How does our virtual machine know where to go when reaching the internet - the **rout table** helps it.



I launched two public subnets in VPC with different availability zones to ensure high availability if one of the servers fails.



The next concept used in this project is **Application Load Balancer**. It works on Layer 7 and introduces us to a concept of **microservice architecture**, where it comapres incoming packets based on their HTTP request. It's common sence HTTP requests are sent by HTTP methods (GET, HEAD, POST, PUT, DELETE and more) which are in charge of getting URL resources from a web environment. HTTP request comes from client  where the client sents a HTTP request based on wanted HTTP method when the HTTP request is generated. Application Load Balancer analyses HTTP requests in order to route a packet to a specific backend instance. It can rout packets based on hosts, paths and domains. For example, if a DevOps engineer is in charge of amazon.com, if he implements a ALB, he can project a solution for using microservice architecture. Why microservice architecture is better than monolit architecture? There is a lot of reasons: maintenance of a code distributed to more services is easier, testing is a lot easier, we can easily recognize an ownership of some code, better code revision, easier bug fixing and much more. So our DevOps engineer could easily split requests with loadbalancer - amazon.com/payments is a service for client's payments, amazon.com/transaction is a service for client's transactions and more. 



**ALB Implementation**: I created a resource - Application Load Balancer, wrapped it with Web Security Group I created, where I allowed all kinds of egress traffic from our VPC to internet and allowd only ingress trafic to port 80 (HTTP requests) to web server and SSH connections (port 22). The same practice is done to EC2 instances which need to bi accessible publicly to a internet and need to handle ingress traffic directly. In this setup we wanted boath EC2 instances - web sites to be accessible directly through internt. Of corse, if we want to achieve a more secured setup, we could configure EC2 instances to be launched in private subnets, ALB in public subnets and configure them to be accessible only via ALB which sends then requests.

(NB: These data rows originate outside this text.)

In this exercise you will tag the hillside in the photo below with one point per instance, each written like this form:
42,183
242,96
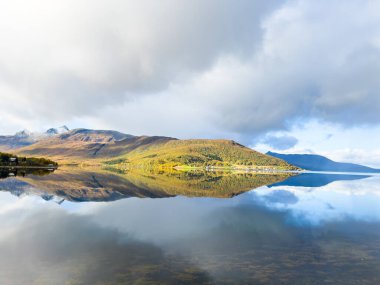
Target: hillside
320,163
126,151
197,153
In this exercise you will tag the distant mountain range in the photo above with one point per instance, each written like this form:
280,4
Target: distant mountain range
85,146
320,163
25,138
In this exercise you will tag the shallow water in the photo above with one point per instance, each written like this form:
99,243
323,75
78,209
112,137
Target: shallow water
97,227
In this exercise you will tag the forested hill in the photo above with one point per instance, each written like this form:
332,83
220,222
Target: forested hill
83,146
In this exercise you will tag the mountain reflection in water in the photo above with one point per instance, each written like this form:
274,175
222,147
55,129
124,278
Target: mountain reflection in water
78,184
288,233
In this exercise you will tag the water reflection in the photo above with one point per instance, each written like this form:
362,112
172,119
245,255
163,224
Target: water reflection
272,235
80,185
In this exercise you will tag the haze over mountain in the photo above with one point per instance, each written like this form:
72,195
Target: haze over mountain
315,162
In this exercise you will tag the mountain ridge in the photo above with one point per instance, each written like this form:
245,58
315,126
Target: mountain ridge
86,146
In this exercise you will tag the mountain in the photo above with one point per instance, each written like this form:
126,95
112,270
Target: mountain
320,163
121,151
125,151
25,138
57,131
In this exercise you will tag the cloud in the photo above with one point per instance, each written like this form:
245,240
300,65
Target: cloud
280,142
232,68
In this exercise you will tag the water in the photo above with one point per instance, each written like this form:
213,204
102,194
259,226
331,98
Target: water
97,227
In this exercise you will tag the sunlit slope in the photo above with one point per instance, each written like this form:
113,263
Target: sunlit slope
219,153
125,151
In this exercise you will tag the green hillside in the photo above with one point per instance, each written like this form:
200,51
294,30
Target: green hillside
83,146
198,153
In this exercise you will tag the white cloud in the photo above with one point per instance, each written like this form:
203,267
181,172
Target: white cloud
200,68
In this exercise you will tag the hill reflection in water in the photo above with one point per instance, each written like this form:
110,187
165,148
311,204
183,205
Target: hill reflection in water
94,184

**ALB target group** is a logical grouping of instances  (EC2 instances or containers), that ALB routes traffic to. Target groups are key component of ALB's routing functionallity, enabling load balancing, health checks and traffic distribution accross multiple targets. 

ALB is always sending **health checks** in order to check for EC2 instances connectivity. This is noting complex, but sending a HTTP GET request to the path provided, in our example its path http:///  and the port is traffic port which specifies that the health checks should be the same as the ALB routing port - I configured it to be port 80.

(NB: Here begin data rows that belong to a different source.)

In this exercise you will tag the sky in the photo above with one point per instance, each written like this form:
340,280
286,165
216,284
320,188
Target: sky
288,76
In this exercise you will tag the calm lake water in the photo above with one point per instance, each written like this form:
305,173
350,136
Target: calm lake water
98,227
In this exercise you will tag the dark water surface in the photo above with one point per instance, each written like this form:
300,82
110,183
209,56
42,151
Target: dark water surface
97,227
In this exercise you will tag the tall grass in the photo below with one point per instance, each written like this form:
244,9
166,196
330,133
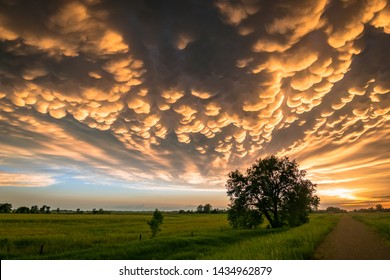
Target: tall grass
378,222
115,236
294,244
183,236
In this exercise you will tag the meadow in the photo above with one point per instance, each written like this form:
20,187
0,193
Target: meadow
127,236
379,222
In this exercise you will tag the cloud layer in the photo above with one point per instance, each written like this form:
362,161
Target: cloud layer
181,92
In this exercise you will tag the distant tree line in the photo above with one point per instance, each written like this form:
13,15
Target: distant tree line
45,209
7,208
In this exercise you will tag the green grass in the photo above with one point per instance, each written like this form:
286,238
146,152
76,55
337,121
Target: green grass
378,222
294,244
116,236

**ALB Listener** is a configuration component that defines how the ALB routes incoming traffic to the target groups associated within it. Listeners are responsble for inspecting incoming client requests and determininng how to forward them to the appropriate target groups based on the rules defined within the listener. **Port** - a listener is associated with a specific port on ALB. Clients send requests to this port, and the ALB listens for incoming traffic on that port (e.g. 80 for HTTP, 443 for HTTPS). **Rules** - listener may have one or more rules that defines how incoming requests are routed. Each rule consists of **condition and action**. Condition can include criteria such as request path, host header, or HTTP mthod. Action determines the action to be taken if a request maches the condition. **Default action** is an action defined on listener that specifies the action to be executed if none of the rule conditions are met. 

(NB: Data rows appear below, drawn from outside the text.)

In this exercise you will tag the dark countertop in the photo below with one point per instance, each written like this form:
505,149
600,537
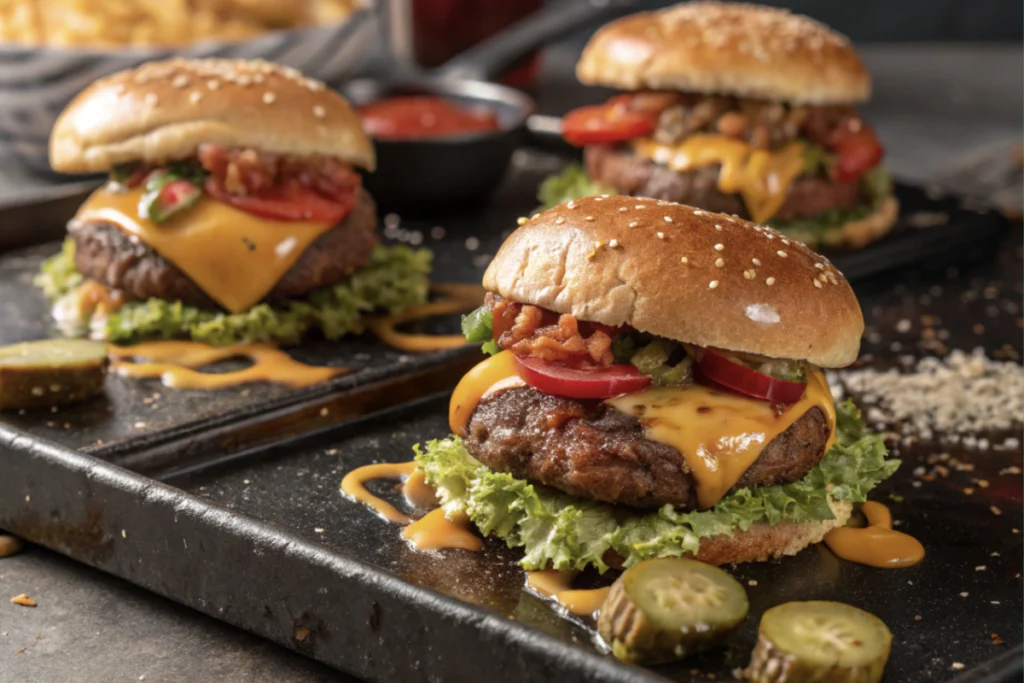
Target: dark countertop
933,104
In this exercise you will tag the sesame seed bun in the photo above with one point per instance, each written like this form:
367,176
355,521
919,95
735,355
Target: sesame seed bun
727,48
688,274
163,111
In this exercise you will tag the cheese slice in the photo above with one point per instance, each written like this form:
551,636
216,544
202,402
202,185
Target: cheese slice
497,370
233,256
760,176
720,434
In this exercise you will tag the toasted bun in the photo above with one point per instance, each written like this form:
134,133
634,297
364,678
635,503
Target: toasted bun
164,111
727,48
764,542
684,273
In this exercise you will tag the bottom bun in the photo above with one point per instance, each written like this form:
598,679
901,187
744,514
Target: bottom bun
855,233
763,542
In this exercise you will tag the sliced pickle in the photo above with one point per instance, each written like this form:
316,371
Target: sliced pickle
808,642
664,609
51,372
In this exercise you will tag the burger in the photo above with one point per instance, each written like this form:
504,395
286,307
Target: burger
655,389
736,109
232,211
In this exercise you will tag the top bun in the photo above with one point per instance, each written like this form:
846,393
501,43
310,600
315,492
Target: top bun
696,276
163,111
727,48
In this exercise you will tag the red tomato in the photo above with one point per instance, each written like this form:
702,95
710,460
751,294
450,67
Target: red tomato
857,153
716,369
289,202
597,383
601,124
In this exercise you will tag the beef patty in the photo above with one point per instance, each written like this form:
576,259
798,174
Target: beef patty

There can be some additional ALB concepts such as **SSL/TLS Termination** if connection to ALB is achieved via HTTPS. For HTTPS listeners, ALB can perform SSL/TLS termination, which means that the ALB decrypts incoming HTTPS requests, inspects the content, and then forwards the requests to the target group over HTTP. **Load Balancer Certificates** - HTTP listeners require SSL/TLS certificates to encrypt and decrypt traffic. ALB allows you to configure certificates for each listener, ensuring secure communication between clients with ALB.